Matrix Chain Multiplication Bottom-Up Approach

Description

Given the dimensions of a sequence of matrices in an array arr[], where the i-th matrix has dimensions arr[i-1] × arr[i] (for i ≥ 1), find the most efficient way to multiply these matrices together such that the total number of scalar multiplications is minimized.

The problem is not to actually perform the multiplications, but to decide the order (parenthesization) in which to multiply the matrices. Matrix multiplication is associative — the result is the same regardless of how you parenthesize — but the number of scalar multiplications changes dramatically depending on the grouping.

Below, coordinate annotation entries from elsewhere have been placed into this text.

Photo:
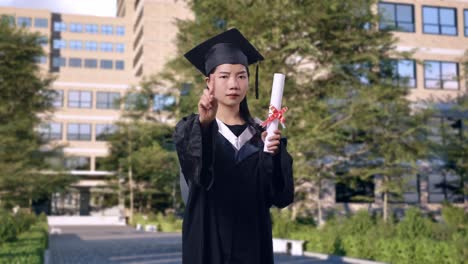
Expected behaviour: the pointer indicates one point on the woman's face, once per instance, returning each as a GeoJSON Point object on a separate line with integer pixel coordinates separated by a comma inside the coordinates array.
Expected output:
{"type": "Point", "coordinates": [230, 83]}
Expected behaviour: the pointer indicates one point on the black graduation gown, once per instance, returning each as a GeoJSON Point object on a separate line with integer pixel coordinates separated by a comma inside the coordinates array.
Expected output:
{"type": "Point", "coordinates": [227, 217]}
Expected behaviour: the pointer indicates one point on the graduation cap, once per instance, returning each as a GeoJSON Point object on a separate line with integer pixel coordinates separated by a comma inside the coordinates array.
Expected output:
{"type": "Point", "coordinates": [229, 47]}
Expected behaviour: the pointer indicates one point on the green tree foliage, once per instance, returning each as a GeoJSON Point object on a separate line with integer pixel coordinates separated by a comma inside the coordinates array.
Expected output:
{"type": "Point", "coordinates": [142, 147]}
{"type": "Point", "coordinates": [24, 94]}
{"type": "Point", "coordinates": [338, 92]}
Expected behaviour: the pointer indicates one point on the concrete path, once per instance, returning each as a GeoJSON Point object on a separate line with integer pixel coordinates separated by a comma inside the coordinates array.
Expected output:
{"type": "Point", "coordinates": [113, 244]}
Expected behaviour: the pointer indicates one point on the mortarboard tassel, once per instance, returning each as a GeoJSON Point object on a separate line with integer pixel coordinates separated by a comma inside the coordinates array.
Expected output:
{"type": "Point", "coordinates": [256, 81]}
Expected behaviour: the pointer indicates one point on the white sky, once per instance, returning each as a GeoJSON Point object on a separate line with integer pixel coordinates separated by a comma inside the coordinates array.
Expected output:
{"type": "Point", "coordinates": [82, 7]}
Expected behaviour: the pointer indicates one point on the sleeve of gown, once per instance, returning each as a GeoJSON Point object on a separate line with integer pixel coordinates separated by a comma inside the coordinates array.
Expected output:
{"type": "Point", "coordinates": [194, 147]}
{"type": "Point", "coordinates": [282, 181]}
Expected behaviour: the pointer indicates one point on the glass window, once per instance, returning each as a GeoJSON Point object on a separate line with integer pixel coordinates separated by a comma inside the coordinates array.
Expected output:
{"type": "Point", "coordinates": [60, 26]}
{"type": "Point", "coordinates": [119, 65]}
{"type": "Point", "coordinates": [58, 98]}
{"type": "Point", "coordinates": [91, 45]}
{"type": "Point", "coordinates": [8, 19]}
{"type": "Point", "coordinates": [23, 21]}
{"type": "Point", "coordinates": [120, 47]}
{"type": "Point", "coordinates": [439, 20]}
{"type": "Point", "coordinates": [91, 28]}
{"type": "Point", "coordinates": [80, 99]}
{"type": "Point", "coordinates": [440, 75]}
{"type": "Point", "coordinates": [76, 27]}
{"type": "Point", "coordinates": [51, 131]}
{"type": "Point", "coordinates": [398, 17]}
{"type": "Point", "coordinates": [41, 22]}
{"type": "Point", "coordinates": [106, 46]}
{"type": "Point", "coordinates": [59, 43]}
{"type": "Point", "coordinates": [466, 22]}
{"type": "Point", "coordinates": [43, 41]}
{"type": "Point", "coordinates": [107, 100]}
{"type": "Point", "coordinates": [401, 72]}
{"type": "Point", "coordinates": [106, 64]}
{"type": "Point", "coordinates": [90, 63]}
{"type": "Point", "coordinates": [58, 62]}
{"type": "Point", "coordinates": [75, 44]}
{"type": "Point", "coordinates": [162, 102]}
{"type": "Point", "coordinates": [74, 62]}
{"type": "Point", "coordinates": [41, 59]}
{"type": "Point", "coordinates": [103, 131]}
{"type": "Point", "coordinates": [445, 187]}
{"type": "Point", "coordinates": [78, 163]}
{"type": "Point", "coordinates": [79, 132]}
{"type": "Point", "coordinates": [120, 30]}
{"type": "Point", "coordinates": [107, 29]}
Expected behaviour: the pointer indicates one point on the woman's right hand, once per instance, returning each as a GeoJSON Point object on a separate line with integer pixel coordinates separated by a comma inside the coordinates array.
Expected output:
{"type": "Point", "coordinates": [207, 107]}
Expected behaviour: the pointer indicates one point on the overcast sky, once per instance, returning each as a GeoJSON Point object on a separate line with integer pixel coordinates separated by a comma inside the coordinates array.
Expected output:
{"type": "Point", "coordinates": [83, 7]}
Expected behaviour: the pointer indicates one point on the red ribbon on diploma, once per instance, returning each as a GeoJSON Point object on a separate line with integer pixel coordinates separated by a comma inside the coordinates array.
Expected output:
{"type": "Point", "coordinates": [275, 114]}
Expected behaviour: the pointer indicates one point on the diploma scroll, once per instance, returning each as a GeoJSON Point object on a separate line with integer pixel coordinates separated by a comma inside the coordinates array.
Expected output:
{"type": "Point", "coordinates": [275, 101]}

When a matrix of size m × n is multiplied with a matrix of size n × p, it produces a matrix of size m × p and requires m × n × p scalar multiplications.

Return the minimum number of scalar multiplications needed to compute the product of the entire chain.

Focus: This problem emphasizes the bottom-up (tabulation) dynamic programming approach, where we iteratively fill a DP table by solving subproblems in order of increasing chain length — from pairs of adjacent matrices up to the full chain.

Examples

Example 1

Input: arr = [2, 1, 3, 4]

Output: 20

Explanation: There are 3 matrices: M1 (2×1), M2 (1×3), M3 (3×4). Two possible parenthesizations:

((M1 × M2) × M3): Cost = (2×1×3) + (2×3×4) = 6 + 24 = 30.
(M1 × (M2 × M3)): Cost = (1×3×4) + (2×1×4) = 12 + 8 = 20.

The minimum is 20.

Example 2

Input: arr = [1, 2, 3, 4, 3]

Output: 30

Explanation: There are 4 matrices: M1 (1×2), M2 (2×3), M3 (3×4), M4 (4×3). The optimal parenthesization is ((M1 × M2) × M3) × M4:

M1 × M2 = 1×2×3 = 6
(M1M2) × M3 = 1×3×4 = 12
((M1M2)M3) × M4 = 1×4×3 = 12
Total = 6 + 12 + 12 = 30.

Example 3

Input: arr = [10, 30, 5, 60]

Output: 4500

Explanation: There are 3 matrices: A (10×30), B (30×5), C (5×60).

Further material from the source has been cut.